In addition to coster tunes she was known for dressing up as a newsboy. Her strong voice did not require amplification which did not exist yet in her time and in England voices had to be doubly powerful and well-enunciated in order to be heard over the lower class music hall rowdiness. She had a strong personality and was able to work up a crowd with patriotic music and anti-Russian songs, a legacy of the Crimean War of the 1850s in which the British had supported the Turks against Russian influence and aggression.
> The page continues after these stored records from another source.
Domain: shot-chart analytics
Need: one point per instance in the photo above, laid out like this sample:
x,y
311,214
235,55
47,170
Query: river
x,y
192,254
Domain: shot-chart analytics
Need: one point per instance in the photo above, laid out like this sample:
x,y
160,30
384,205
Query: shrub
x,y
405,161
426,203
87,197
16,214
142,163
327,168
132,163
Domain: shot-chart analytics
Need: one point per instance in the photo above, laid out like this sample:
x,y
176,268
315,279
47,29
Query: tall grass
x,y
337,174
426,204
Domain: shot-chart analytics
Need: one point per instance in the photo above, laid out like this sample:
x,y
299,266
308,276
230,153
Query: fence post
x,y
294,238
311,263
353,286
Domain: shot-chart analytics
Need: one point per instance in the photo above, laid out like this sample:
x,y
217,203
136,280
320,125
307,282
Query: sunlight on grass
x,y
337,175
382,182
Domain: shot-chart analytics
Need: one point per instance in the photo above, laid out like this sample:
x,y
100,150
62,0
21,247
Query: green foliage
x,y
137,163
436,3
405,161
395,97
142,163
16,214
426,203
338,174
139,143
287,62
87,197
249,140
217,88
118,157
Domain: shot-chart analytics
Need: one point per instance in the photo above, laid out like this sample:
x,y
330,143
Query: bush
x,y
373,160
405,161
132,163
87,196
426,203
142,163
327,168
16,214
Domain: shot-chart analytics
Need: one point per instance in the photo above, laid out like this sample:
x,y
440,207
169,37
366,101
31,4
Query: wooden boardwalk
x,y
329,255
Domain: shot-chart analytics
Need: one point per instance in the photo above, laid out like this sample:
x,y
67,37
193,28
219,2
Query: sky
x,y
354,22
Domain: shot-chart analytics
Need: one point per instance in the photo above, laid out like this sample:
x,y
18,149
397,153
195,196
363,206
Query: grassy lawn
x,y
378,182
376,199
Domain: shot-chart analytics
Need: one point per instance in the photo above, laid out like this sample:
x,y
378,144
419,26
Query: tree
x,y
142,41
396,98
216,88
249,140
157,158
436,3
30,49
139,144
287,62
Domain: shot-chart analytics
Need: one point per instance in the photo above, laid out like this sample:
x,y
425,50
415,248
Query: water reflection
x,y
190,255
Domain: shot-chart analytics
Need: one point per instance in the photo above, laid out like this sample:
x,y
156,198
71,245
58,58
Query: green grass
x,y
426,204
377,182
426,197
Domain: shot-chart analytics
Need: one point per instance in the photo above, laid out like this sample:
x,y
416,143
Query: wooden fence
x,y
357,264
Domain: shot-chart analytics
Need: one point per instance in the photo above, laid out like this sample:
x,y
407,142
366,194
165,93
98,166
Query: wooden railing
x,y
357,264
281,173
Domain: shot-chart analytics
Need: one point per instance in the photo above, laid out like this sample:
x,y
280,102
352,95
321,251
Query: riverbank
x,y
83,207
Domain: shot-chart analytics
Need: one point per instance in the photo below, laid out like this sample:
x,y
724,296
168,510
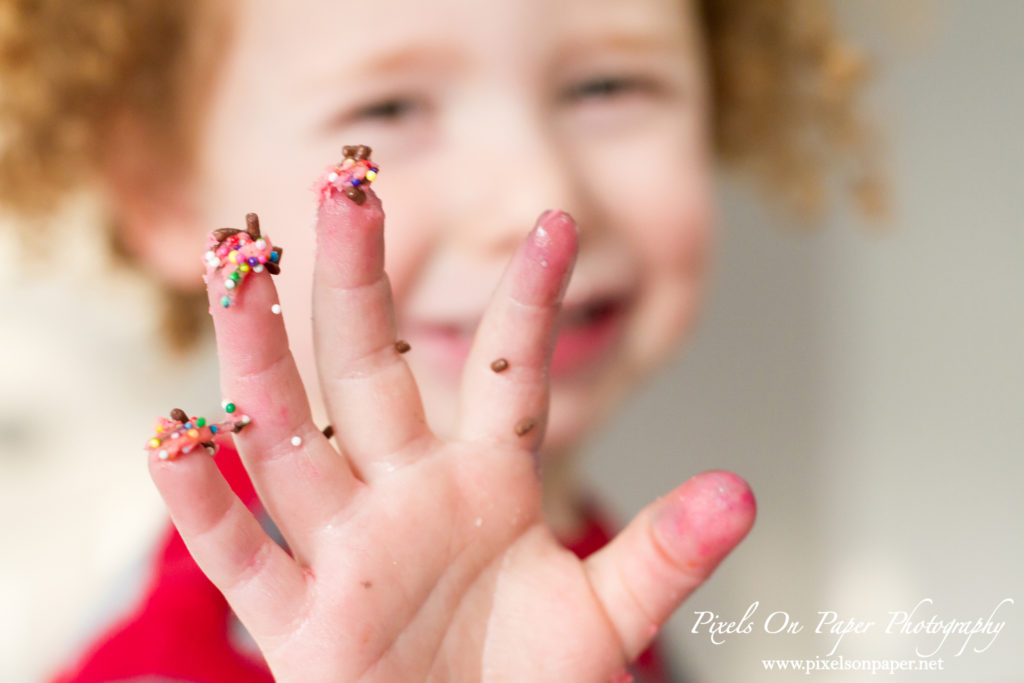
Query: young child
x,y
420,541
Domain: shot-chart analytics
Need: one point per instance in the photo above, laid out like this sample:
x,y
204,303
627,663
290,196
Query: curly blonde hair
x,y
784,88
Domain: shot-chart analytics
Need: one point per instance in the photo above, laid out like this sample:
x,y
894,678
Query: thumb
x,y
667,552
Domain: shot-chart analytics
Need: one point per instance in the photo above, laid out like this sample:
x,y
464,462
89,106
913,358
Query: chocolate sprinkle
x,y
252,225
524,426
355,195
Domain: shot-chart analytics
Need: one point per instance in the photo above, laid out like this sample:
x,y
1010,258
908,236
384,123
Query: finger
x,y
667,552
298,475
370,390
264,586
505,382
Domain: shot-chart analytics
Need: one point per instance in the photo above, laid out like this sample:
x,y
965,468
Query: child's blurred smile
x,y
604,117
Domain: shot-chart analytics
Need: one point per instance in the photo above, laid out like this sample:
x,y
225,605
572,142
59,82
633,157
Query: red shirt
x,y
181,629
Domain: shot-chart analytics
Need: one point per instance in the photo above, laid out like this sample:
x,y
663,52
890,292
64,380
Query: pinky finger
x,y
263,585
667,552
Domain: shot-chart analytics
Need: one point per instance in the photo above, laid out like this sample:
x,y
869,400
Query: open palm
x,y
413,558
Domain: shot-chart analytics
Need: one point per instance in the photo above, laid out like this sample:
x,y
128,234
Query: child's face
x,y
481,115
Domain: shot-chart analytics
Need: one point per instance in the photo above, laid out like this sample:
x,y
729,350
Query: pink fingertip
x,y
705,518
549,251
622,676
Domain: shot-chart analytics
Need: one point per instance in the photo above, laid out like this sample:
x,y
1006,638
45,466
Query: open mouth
x,y
588,332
The pantomime was performed normally in the Christmas season for children and contained jokes and fairy tale stories as well as broad or slapstick comedy while coster songs were songs associated with street-sellers and vegetable peddlers in carts in 19th century England, a tough and rowdy lot with considerable hatred of law enforcement and songs in a particular street dialect. They wore showy clothes, with particular emphasis on caps and hats, neckerchiefs and boots. Bessie had a great ability to link with the working class audience and to get the audience to participate and sing along with her songs through gentle cajoling and teasing.
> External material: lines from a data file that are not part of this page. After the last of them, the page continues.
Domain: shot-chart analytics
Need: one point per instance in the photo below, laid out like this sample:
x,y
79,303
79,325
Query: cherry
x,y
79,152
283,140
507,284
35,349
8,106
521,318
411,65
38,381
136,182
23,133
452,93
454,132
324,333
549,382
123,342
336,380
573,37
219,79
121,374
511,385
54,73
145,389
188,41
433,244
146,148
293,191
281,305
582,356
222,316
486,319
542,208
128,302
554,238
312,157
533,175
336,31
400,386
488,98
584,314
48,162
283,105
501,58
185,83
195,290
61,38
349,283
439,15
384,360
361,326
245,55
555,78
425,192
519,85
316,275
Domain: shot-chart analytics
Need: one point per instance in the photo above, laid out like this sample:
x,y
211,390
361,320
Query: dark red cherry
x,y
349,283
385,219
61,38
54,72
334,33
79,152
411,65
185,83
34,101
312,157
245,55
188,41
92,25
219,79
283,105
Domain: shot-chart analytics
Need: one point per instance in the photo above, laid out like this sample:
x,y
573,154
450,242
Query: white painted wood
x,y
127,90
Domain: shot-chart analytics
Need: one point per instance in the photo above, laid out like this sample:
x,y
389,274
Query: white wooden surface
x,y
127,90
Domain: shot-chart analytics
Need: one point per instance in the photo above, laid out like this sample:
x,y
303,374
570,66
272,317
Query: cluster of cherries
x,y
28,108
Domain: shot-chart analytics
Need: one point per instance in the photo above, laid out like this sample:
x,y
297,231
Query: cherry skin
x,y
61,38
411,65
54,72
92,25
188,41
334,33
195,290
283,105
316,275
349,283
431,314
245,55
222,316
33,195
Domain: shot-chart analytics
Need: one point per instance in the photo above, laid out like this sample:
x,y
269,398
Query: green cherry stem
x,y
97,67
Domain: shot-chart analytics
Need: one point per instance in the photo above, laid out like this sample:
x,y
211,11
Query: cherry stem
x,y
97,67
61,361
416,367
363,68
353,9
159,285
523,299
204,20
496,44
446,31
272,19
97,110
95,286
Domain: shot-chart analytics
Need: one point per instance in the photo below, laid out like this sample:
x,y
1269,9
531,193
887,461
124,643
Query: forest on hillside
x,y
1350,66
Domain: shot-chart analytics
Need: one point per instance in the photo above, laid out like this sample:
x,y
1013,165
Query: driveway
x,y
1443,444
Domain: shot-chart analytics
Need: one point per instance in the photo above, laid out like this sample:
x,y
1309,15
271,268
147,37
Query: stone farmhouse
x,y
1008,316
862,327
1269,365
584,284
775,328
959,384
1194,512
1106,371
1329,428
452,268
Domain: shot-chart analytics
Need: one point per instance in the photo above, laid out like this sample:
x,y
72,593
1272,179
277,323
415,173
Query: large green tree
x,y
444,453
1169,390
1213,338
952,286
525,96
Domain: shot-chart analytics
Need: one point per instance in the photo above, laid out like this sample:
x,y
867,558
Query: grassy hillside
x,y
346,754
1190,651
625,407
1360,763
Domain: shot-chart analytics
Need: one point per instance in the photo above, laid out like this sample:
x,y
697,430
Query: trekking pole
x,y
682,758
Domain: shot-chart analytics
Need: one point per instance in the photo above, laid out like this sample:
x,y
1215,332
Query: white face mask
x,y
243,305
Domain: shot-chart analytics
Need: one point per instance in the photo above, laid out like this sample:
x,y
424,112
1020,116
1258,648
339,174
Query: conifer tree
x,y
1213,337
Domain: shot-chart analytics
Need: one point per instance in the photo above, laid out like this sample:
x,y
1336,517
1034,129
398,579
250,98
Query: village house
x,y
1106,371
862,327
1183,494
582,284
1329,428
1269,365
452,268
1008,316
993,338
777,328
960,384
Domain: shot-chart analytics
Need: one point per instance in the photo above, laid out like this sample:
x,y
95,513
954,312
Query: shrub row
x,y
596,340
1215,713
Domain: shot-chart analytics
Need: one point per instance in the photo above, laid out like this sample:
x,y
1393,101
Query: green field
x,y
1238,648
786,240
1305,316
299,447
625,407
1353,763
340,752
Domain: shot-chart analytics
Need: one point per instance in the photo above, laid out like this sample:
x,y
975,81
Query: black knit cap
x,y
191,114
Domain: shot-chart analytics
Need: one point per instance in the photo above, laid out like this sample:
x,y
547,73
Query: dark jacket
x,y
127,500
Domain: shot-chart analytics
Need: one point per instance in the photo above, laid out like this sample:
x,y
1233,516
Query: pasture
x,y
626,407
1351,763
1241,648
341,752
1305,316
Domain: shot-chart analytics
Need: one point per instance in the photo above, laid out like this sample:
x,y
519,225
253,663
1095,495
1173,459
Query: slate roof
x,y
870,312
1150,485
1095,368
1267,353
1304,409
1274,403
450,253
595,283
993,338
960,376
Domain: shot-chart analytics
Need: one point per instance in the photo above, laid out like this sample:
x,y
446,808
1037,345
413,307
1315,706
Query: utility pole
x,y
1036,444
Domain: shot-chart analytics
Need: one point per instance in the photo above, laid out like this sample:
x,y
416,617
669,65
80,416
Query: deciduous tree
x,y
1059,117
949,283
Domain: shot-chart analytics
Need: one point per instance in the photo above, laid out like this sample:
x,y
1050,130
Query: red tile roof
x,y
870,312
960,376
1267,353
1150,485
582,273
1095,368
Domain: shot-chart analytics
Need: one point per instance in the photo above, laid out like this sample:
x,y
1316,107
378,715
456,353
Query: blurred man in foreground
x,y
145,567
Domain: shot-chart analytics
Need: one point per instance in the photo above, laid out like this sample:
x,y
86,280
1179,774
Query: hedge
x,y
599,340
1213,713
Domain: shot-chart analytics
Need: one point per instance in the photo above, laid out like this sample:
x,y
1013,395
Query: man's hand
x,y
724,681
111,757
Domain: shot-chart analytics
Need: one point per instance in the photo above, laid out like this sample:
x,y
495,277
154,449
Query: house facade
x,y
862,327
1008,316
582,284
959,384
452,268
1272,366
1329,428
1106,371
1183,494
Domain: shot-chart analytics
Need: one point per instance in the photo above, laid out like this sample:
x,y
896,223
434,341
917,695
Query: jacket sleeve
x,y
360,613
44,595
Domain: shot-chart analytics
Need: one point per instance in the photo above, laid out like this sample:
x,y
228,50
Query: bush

Bessie married young and had two daughters and a son by one Louis Abrahams and had nonetheless continued her career for many years in London with considerable success until she was finally, in her middle thirties seen by the vaudeville pioneer Tony Pastor who persuaded her to come to Manhattan and his 14th Street Theatre in 1889. Pastor admired her because although she was earthy and convincingly masculine as a performer, she was never vulgar as so many others were and Pastor was interested in producing clean vaudeville shows. He determined to give her a huge buildup even before she arrived in New York City. She became an instant hit in this period where foreign performers added a touch of panache and exoticism to incipient vaudeville shows and she began also to tour successfully and lucratively in America over the next ten years, bringing her children Marion, Lena and Jack with her but by this time her husband had died suddenly at the age of just 33.

Scarcely a year later came her remarriage to American William Smith in Erie, Pennsylvania: he was known professionally as William Seeley,a playwright, actor and sketch writer 13 years younger than she and she had a son William by him, although barely stopping her performing and touring to do so and adding her husband and son Jack by her previous marriage to her act. Son William lived with an aunt in Boston while Bessie and her troupe were on the road.
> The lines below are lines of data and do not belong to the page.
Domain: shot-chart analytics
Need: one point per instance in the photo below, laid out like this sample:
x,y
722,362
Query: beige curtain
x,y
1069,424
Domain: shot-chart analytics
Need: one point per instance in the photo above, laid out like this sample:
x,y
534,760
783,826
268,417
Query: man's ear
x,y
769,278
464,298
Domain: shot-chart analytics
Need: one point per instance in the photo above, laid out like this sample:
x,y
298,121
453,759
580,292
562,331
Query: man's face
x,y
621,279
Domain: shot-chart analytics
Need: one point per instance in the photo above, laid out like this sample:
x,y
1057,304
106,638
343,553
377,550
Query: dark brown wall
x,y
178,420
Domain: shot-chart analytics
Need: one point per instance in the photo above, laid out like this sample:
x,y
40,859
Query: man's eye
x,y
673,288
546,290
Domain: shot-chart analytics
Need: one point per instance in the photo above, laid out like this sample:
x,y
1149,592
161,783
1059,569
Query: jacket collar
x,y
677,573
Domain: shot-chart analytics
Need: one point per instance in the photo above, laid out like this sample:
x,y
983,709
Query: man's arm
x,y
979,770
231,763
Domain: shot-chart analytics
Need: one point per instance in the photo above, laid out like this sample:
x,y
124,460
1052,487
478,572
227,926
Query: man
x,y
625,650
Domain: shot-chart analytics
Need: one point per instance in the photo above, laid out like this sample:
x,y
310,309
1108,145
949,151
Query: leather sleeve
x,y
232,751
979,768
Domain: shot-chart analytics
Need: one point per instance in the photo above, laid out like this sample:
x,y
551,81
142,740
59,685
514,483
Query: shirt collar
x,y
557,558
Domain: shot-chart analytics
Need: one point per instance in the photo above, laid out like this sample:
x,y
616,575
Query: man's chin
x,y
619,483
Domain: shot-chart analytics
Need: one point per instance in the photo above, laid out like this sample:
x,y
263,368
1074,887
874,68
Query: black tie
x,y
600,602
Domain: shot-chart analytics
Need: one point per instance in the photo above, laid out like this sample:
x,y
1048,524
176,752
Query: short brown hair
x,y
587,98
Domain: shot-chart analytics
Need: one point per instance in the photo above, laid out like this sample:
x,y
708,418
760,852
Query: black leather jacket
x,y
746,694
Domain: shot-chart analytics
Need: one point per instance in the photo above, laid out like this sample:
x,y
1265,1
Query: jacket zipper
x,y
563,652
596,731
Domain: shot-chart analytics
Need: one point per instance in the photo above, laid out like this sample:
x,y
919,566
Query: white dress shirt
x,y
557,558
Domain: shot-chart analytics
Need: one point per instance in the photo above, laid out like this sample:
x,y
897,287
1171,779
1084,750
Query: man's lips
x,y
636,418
One of her successful touring shows was called Playmates and was written by her new husband in 1894. It featured two of her most famous songs, Playmates and Buttercups and Daisies, which were asked for wherever she played. She became known as “England’s Gem” and “England’s Favorite Cantatrice”. She traveled all over the world with her show, primarily in English language areas but also including South America. In 1896 she purchased a fifty acre run-down farm at Sayville, Long Island called Deer Hill which she turned into the family home. The family was able to use the site for a summer retreat when the lack of air conditioning or cooling systems caused hiatuses in her touring.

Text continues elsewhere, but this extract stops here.